Numerical Integration on Discrete Data Sets

87 vues (au cours des 30 derniers jours)
Andy Hall
Andy Hall le 9 Mar 2019
Commenté : John D'Errico le 10 Mar 2019
Hi All,
Im currently trying to run the following code:
close all; % close all programs
clc; % clears command window
clear all; % Clears memory
%%%%%%%%%%%%%%%%%%%%%%%%%%%%%%%%%%%%%%%%%%%%%%%%%%
%% Parameters
%Function and Interval
A= csvread('finaldata.csv');
x= A(:,2)
value= @sin
a= 0; % Lower limit of function
b= pi; % Upper limit of function
% Number of Points
N= 1250; % Number of points can be adjusted later
%%%%%%%%%%%%%%%%%%%%%%%%%%%%%%%%%%%%%%%%%%%%%%%%%%
%% Discrete Integration
%%%%%%%%%%%%%%%%%%%%%%%%%%%%%%%%%%%%%%%%%%%%%%%%%%
% Positions of the points
dx = (b-a)/N;
x = [0.0010:N - 0.0010]*dx; % Centre positions of segments under the curve to be integrated
% Calculate Function
y = value(x) % Calculates function at midpoints
% Numerical Integration
I_Discrete = sum(y)*dx; % Numerical integration by summing and multiplying by dx
subplot(1,3,1)
plot(x,y)
%%%%%%%%%%%%%%%%%%%%%%%%%%%%%%%%%%%%%%%%%%%%%%%%%%
%% Trapezoidal Integration
%%%%%%%%%%%%%%%%%%%%%%%%%%%%%%%%%%%%%%%%%%%%%%%%%%
% Positions of the points
x = linspace(a,b,N); % To place N points on a and b exactly
dx = x(2) -x(1); % Extracts spacing between x values
% Calculate Function
y = value(x); % Caluclates function at midpoints
% Numerical Integration
W = [0.5 ones(1,N-2) 0.5];
I_Trap = sum(W.*y)*dx;
subplot(1,3,2)
plot(x,y)
%%%%%%%%%%%%%%%%%%%%%%%%%%%%%%%%%%%%%%%%%%%%%%%%%%
%% Simpsons 1/3rd Integration
%%%%%%%%%%%%%%%%%%%%%%%%%%%%%%%%%%%%%%%%%%%%%%%%%%
% Positions of the points
x = linspace(a,b,N); % To place N points on a and b exactly
dx = x(2) -x(1); % Extracts spacing between x values
% Calculate Function
y = value(x); % Caluclates function at midpoints
% Numerical Integration
I = 0;
for n = 1 : 2 : N-2
a = y(n) + 4*y(n+1) + y(n+2);
I = I + a;
end
I_simp = I*(dx/3);
subplot(1,3,3)
plot(x,y);
Im trying to feed a data set (it forms a sinewave) to integrate to remove the phase shift on the signal. The program works fine with the sin function, but cannot seem to get it working well with my data set. the data set has two collumns which when plotted together shows the sinewave over a number of periods.

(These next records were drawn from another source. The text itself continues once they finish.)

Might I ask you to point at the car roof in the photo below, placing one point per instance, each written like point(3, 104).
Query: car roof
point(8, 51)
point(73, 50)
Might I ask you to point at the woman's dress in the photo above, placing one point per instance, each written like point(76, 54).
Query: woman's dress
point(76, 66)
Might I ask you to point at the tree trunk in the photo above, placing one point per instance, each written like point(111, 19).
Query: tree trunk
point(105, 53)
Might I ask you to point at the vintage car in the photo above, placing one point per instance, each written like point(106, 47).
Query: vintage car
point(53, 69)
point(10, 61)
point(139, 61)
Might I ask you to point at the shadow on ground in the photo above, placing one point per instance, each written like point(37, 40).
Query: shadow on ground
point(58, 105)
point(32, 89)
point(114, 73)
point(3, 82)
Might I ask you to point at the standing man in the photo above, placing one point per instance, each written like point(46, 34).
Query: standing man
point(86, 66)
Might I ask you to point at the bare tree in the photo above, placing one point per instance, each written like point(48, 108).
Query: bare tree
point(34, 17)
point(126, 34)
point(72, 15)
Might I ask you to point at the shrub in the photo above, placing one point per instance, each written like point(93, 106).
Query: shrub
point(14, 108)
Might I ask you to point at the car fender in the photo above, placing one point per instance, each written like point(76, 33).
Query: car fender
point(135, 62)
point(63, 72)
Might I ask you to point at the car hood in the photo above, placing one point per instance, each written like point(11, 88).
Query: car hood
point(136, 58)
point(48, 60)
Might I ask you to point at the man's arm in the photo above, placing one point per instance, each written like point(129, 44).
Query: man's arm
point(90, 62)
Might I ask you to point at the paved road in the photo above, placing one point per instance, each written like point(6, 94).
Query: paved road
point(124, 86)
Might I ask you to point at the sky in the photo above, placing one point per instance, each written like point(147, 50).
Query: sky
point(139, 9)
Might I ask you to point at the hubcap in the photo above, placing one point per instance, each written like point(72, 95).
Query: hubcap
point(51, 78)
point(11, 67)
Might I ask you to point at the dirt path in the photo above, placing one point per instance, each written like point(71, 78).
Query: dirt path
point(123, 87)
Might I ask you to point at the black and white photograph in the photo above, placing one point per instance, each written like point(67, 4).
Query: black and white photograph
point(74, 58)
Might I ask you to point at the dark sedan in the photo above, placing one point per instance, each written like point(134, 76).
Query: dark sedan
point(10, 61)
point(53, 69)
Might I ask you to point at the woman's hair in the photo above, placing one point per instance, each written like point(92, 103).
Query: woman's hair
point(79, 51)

Is it a case that i cannot apply the data in this way? Any help is appreicated.
Andy

Réponse acceptée

John D'Errico
John D'Errico le 9 Mar 2019
Modifié(e) : John D'Errico le 9 Mar 2019
I might first guess that your data is not uniformly spaced. Simpson's rule does not apply to non-uniformly spaced data (thus non-uniform in x.) Even trapezoidal rule needs to be constructed correctly for it to work. But, since we do not see your data, this is only a guess.
Most simply, you should just use trapz. It is designed to take a vector x and y, then compute the integral. Writing code to do what is already available to solve your problem is usually a bad idea, unless you know enough to do a better job. Here you don't. Sorry, but that is just a statement of fact. So use trapz.

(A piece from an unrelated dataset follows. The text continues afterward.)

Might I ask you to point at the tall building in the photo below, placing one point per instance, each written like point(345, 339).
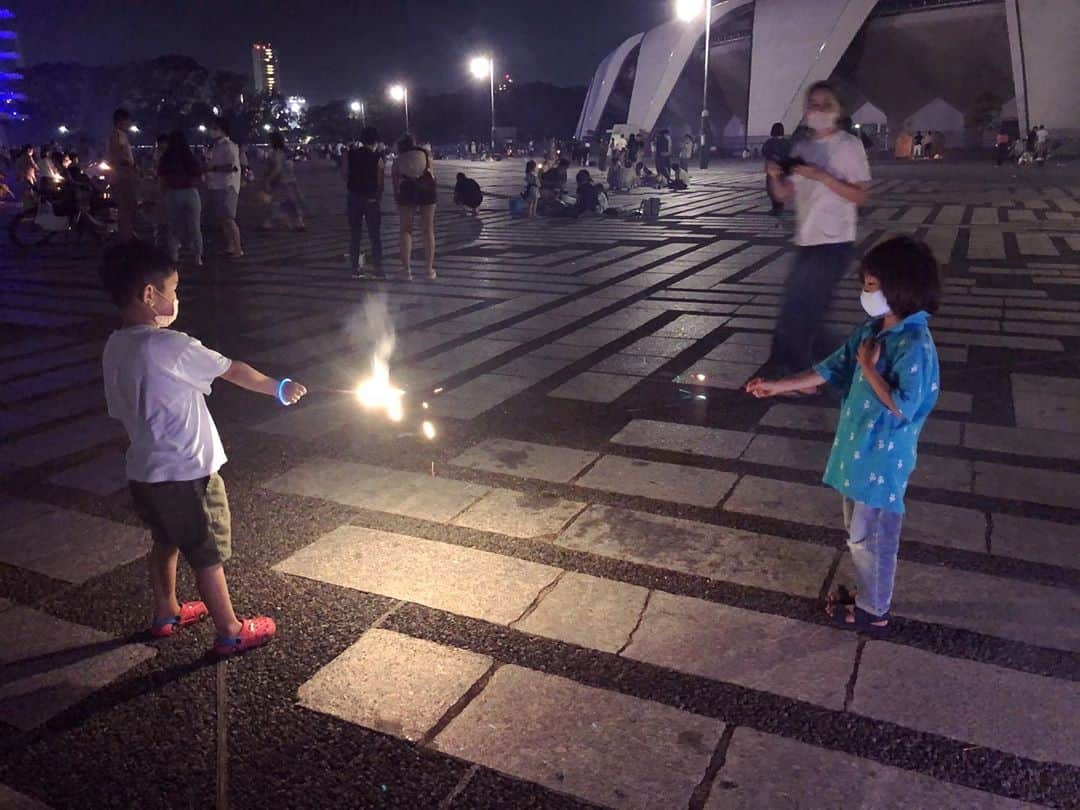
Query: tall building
point(11, 78)
point(265, 68)
point(900, 64)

x = [0,sort(rand(1,100)),1]*pi;
y = sin(x);
trapz(x,y)
ans =
1.99847987386531
We know the integral of sin(x) over [0,pi] is 2, so that is quite reasonable. Trapz has no problem with the unevenly spaced data, yet if I did what you did, it would fail miserably, as would Simpson's rule.
If you have the curve fitting toolbox, then a far better solution would come from an integral of a spline.
spl = spline(x,y);
diff(fnval(fnint(spl),[0,pi]))
ans =
1.99999912870377
But even lacking that toolbox, you can still use integral.
spl = spline(x,y);
integral(@(x) ppval(spl,x),0,pi)
ans =
1.99999912487824
Again though, unless you have been forbidden from using better tools as a homework assignment, writing code to replace existing code is a bad idea.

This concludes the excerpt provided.